After an extended holiday break from my last installment on the question: “Who should make a Chatbot for voters?” — I’m back for the 4th installment in this series. This time, I’m pivoting from the Who question to the How question; and I have definitely pivoted from “Chatbot” to “domain-specific natural language agent” (NLA).

Why the pivot?

One reason is that there are legitimate design issues to highlight, so that no one misguidedly believes that any kind of domain-specific NLA would be a cakewalk. Another reason is that some analysis of the How should also inform the original question of Who; that is, who has the skills to tackle the issues?

Next time, I’ll focus on the requirements for a “safe” elections NLA; what it would look like, how it would work, how it would look, and — often overlooked — who would manage it (and how). So, so many considerations, eh? But better first to deal with the elephant in the room, and next time turn to requirements, then finish by going back to the Formula-1 analogy to talk about the Pit Crew.

The Proverbial Elephant in the Room

Before anyone can make a safe domain-specific NLA, there is a conundrum to be addressed:

  • Current LLMs are fundamentally unsafe for a growing variety of reasons: prone to inaccuracy and “hallucination”; prone to being manipulated, poisoned, and a growing list of other hacks and attacks.

  • Because of their fundamental lack of safety, current LLMs are not suitable as the base model for any NLA that has a low tolerance for inaccuracy, hallucination, etc.

  • An elections-specific NLA would need to be very low-tolerance, as would many other domain-specific NLAs.

  • Yet, any low-tolerance domain-specific NLA requires a base model.

  • Constructing a new base model is wildly expensive (in the millions of dollars) — an undertaking available only to a handful of companies.

  • So, then, what base model should be used instead of current LLMs?

An obvious-sounding answer is: a “Small Language Model” which is a rather contradiction in terms.
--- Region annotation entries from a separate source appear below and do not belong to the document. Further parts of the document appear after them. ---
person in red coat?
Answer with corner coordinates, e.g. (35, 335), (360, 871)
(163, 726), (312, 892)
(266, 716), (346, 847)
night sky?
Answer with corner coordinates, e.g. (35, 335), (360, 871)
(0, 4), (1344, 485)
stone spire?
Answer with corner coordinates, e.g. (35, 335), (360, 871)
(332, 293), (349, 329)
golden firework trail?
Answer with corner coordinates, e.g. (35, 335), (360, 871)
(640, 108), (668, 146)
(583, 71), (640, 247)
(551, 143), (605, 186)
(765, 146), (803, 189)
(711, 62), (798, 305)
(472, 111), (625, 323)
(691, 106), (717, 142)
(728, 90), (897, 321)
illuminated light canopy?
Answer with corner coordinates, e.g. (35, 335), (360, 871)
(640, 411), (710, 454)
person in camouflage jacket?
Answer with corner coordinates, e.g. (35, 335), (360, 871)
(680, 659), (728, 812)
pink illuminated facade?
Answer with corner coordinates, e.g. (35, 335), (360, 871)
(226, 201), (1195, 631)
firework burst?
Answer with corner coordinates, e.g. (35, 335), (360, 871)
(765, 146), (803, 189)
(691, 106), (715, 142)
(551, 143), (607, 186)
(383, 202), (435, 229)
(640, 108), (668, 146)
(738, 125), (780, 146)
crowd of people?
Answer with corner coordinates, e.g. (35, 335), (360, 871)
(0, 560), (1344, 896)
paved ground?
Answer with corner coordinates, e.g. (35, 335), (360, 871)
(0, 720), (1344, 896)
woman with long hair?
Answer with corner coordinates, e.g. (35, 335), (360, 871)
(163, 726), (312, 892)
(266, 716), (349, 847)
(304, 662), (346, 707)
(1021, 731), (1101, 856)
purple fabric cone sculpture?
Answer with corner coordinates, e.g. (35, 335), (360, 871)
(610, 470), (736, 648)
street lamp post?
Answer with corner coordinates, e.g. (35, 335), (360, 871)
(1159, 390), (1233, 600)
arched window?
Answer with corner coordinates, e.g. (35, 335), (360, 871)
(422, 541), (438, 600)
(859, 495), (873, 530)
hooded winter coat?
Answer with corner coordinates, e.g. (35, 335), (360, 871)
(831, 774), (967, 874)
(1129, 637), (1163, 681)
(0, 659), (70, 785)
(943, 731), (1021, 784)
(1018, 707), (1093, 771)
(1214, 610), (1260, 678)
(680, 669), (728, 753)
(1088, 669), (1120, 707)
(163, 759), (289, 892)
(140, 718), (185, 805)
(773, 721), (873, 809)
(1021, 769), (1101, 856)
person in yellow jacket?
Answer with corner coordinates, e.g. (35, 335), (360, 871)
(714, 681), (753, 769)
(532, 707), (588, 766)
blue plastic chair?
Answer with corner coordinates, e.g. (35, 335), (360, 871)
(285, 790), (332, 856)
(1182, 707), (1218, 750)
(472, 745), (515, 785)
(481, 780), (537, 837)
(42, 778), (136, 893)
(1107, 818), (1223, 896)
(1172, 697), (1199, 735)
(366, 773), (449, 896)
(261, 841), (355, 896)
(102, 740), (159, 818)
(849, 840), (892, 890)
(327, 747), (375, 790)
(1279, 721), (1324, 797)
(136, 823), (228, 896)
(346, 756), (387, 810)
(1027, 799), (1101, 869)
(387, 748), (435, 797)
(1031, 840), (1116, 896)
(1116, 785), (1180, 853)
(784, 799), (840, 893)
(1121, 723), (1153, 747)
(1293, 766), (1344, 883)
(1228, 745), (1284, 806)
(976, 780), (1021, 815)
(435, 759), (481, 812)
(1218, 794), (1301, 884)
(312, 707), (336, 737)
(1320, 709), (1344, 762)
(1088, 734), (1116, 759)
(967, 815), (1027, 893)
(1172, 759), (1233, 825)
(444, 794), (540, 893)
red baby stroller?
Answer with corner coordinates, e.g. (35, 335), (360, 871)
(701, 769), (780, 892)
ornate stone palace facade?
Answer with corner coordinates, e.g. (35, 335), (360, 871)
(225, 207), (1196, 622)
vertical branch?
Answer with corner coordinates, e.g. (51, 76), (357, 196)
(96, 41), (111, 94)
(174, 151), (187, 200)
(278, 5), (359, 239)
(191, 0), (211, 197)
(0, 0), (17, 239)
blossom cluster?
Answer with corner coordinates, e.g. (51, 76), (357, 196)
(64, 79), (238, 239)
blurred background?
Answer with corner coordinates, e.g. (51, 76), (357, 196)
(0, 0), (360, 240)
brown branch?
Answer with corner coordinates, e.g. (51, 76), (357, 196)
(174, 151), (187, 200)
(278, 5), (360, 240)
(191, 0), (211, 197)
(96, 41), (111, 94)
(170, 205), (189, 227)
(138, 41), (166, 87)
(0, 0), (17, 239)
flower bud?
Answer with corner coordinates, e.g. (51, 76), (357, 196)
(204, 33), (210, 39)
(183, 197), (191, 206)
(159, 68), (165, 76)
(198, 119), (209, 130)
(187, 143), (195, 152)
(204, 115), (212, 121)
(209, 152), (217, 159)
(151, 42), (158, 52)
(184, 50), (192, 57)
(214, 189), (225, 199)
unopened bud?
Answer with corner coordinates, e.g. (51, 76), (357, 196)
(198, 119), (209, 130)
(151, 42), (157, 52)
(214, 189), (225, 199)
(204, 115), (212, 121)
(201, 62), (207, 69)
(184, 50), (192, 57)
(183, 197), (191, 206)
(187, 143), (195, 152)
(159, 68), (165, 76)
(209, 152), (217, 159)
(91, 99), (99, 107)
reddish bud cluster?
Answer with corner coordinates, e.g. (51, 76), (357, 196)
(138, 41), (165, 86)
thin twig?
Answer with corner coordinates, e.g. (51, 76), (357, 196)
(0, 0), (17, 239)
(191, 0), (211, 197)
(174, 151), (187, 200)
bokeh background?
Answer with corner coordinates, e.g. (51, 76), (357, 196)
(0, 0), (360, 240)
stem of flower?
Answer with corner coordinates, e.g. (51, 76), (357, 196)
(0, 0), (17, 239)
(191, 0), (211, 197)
Any useful base model needs to be quite large; that is, trained on a large amount of human-created text, to build the large base of data needed to consume and generate natural language that is comprehensible. [1] Perhaps its better to observe that “Small Language Model” is a misnomer, because any base model needs to be sufficiently large — but not gargantuan. I like to characterize current “Large Language Models” as actually “GIGA-LMs” — GIgantic GArgantuan language models. 🤓

Baby Elephants?

By contrast, I characterize “Small Language Models” as actually “RISC-LMs” — RIght Sized Complex Language Models. They’re plenty large, but only about as large (in terms of training data among other factors) as they need to be in order to “talk human-like” albeit with limitations compared to GIGA-LMs (e.g., they provide responses with just the facts, but not expressed as a sonnet in the manner of Petrarch. 🤣)

So I will be a curmudgeon and say “SLLM” for smaller (but still quite large) language-model and refer to it as “SLLM”. However, questions remain:

  • Are SLLMs real? Yes.

  • Have they been proven effective in terms of basic language capability? Yes.

  • Have they been proven safe? NO.

There are open SLLMs like Llama’s small version. There are proprietary SLLMs, like Google’s Gemini Nano. There are extremely opaque custom SLLMs too, with some pretty big claims, like the company c3.ai, which claims it can build a custom base model and AI system for you, and furthermore, that it will be completely accurate and won’t hallucinate — at a cost-to-use of about a quarter million dollars a year. 🙄

But is there evidence any of these is devoid of the ills of GIGA-LMs? NO.

Just using a SLLM by itself doesn’t get you to a safe NLA.

A Safer Start?

Rather, I expect that one or more SLLMs could be candidates for a better starting point for a low-tolerance NLA. However, the use of some current — and likely some new — safety mechanisms would still be required. I’m going to dive down a bit, but hope you’ll indulge me in the next 4 paragrahs.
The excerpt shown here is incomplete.